Now, on the ground, their sprawling, open-space floor plan (with glass walls that open and close for indoor-outdoor living), looks out over the golf course and mountain behind it. The open kitchen is connected to the vast living room with multiple seating areas and a cozy, black, modular sofa anchoring it.
From inside the living room, one can see across the pool into the master bedroom, up into the second-floor entertainment area and into the foyer directly below where a nearly 20-foot-long, deep-red chaise lounge stretches under three ring-shaped crystal chandeliers.
The home, itself, is a series of elaborate showrooms, including the cabana, decorated by the perpetually inspired Scorsetti. All of the furniture and lighting is from their company, Scorsetti Design, which has a studio on 3091 Tompkins Ave.
They have access to a library of 1,000 vendors all over the world. The interior decorating firm has created unique looks for many high-end homes throughout the Las Vegas Valley. The art collection is their own — sculptures, mosaics and reliefs of nudes.
Upstairs, a silver, velvet modular couch faces a 120-inch digital screen in the entertainment area that happens to be playing on this particular evening, real-time satellite images of cities across the planet. Mason’s autographed Elton John memorabilia, including an electric guitar signed by the singer and the band, is encased on the wall, leading into the other rooms and out to the balcony. Scorsetti said she loves New York City and its rooftop bars, so they created their own with a view of the Strip in the distance.

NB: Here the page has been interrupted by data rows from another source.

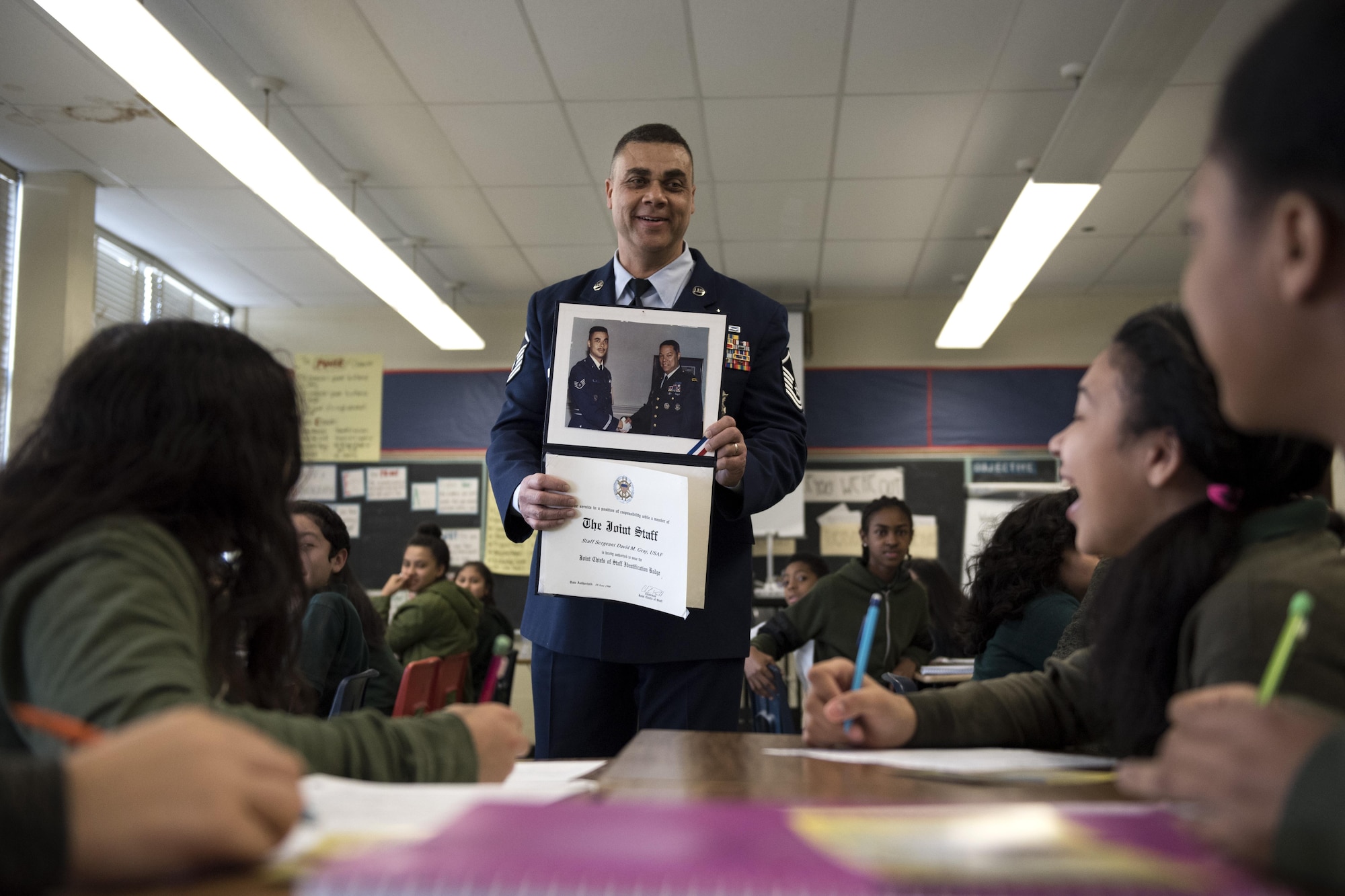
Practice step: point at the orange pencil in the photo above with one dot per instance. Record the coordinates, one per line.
(75, 732)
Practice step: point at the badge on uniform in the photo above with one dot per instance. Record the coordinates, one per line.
(738, 353)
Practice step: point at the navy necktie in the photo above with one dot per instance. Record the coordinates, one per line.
(638, 288)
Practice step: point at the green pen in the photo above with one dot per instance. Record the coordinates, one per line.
(1295, 631)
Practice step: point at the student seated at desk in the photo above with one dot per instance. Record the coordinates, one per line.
(149, 560)
(1027, 584)
(801, 573)
(1211, 541)
(833, 612)
(344, 634)
(477, 580)
(440, 620)
(946, 603)
(180, 792)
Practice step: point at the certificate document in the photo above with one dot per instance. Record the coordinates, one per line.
(630, 540)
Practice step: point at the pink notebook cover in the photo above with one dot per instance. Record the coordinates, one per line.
(708, 849)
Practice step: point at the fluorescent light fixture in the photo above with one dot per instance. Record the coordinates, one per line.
(132, 44)
(1038, 222)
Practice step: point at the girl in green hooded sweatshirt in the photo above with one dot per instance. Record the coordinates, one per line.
(833, 612)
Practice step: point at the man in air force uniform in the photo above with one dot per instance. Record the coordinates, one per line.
(675, 405)
(603, 669)
(591, 386)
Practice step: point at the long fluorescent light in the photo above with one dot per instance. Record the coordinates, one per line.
(124, 36)
(1038, 222)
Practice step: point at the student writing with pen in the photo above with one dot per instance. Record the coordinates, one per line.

Downstairs, in the master bedroom, velvet-on-metallic wallpaper from London textures the walls surrounding the bed and sitting area that opens to the Jacuzzi. The rosemary, high-gloss hardwood floor reflects the chandelier.
“I like it to be relaxing and comfortable, pretty much a sanctuary for me and my husband,” she said. They both prefer a resort- and spa-style ambiance in their home. Scorsetti’s personal taste, “contemporary modern chic glam,” defines the inside while the pool area is Miami minimalism.

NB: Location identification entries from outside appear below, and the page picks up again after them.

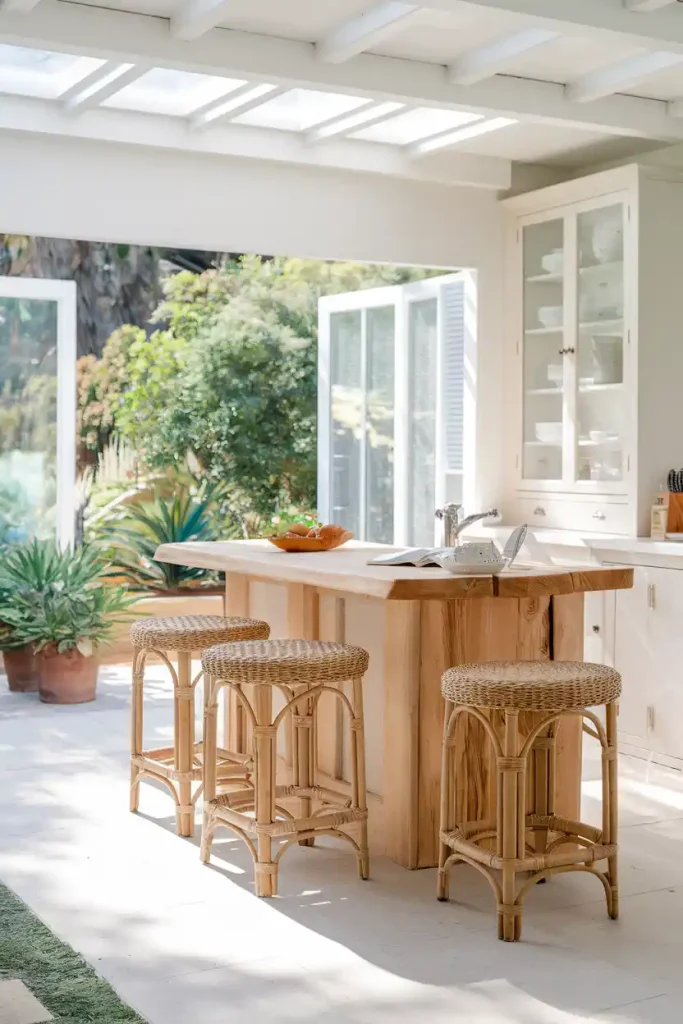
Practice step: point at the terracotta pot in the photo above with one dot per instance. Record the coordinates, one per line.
(22, 669)
(68, 678)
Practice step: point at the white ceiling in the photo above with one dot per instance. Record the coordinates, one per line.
(603, 82)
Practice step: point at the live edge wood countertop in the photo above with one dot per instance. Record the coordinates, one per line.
(346, 569)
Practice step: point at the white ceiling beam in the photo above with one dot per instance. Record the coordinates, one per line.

The entire house is a reflection of the luxury they love. The chef and butler pantry is off the kitchen, and the walk-in wine cellar is just off the living room.
“My only goal was to open beautiful showrooms,” Scorsetti said, referring back to the start of her career when at age 18, she told her father she wanted to design showrooms. By 20 she had four and was traveling to European cities and spending time in the U.S. — Miami, New York and Los Angeles. She moved to L.A. in 2003, where she worked for two design firms before opening her own.
“My background is pretty intense. I did a lot as a little girl.”
As the only child of an Argentine mother and Italian father, growing up in Buenos Aires, she learned the trade through her family.
Her father, she said, was an Army man, who also did real estate — buying and flipping houses — and her grandfather owned his own construction company while her mother specialized in antiques: “That’s where it started.”
In 2011, Scorsetti and Mason moved to Las Vegas, selling their four-story home on King Road and Sunset Boulevard in West Hollywood to Nicole Scherzinger of Pussycat Dolls and opening shop here.
They’re already building another home in MacDonald Highlands, and she is working on pilot episodes for a reality television show on her interior design and role as “the lady boss.”
They love to relax at home with their 8-year-old son, Rocco, and their Chihuahua, entertain and are quite social, which is what drew them to the lifestyle at MacDonald Highlands, an exclusive country club community with happy hours, golf clubs, tennis clubs (Scorsetti is in two), and other socials.
“For me, it’s like a lifestyle,” Scorsetti said. “MacDonald Highlands is the new Beverly Hills.”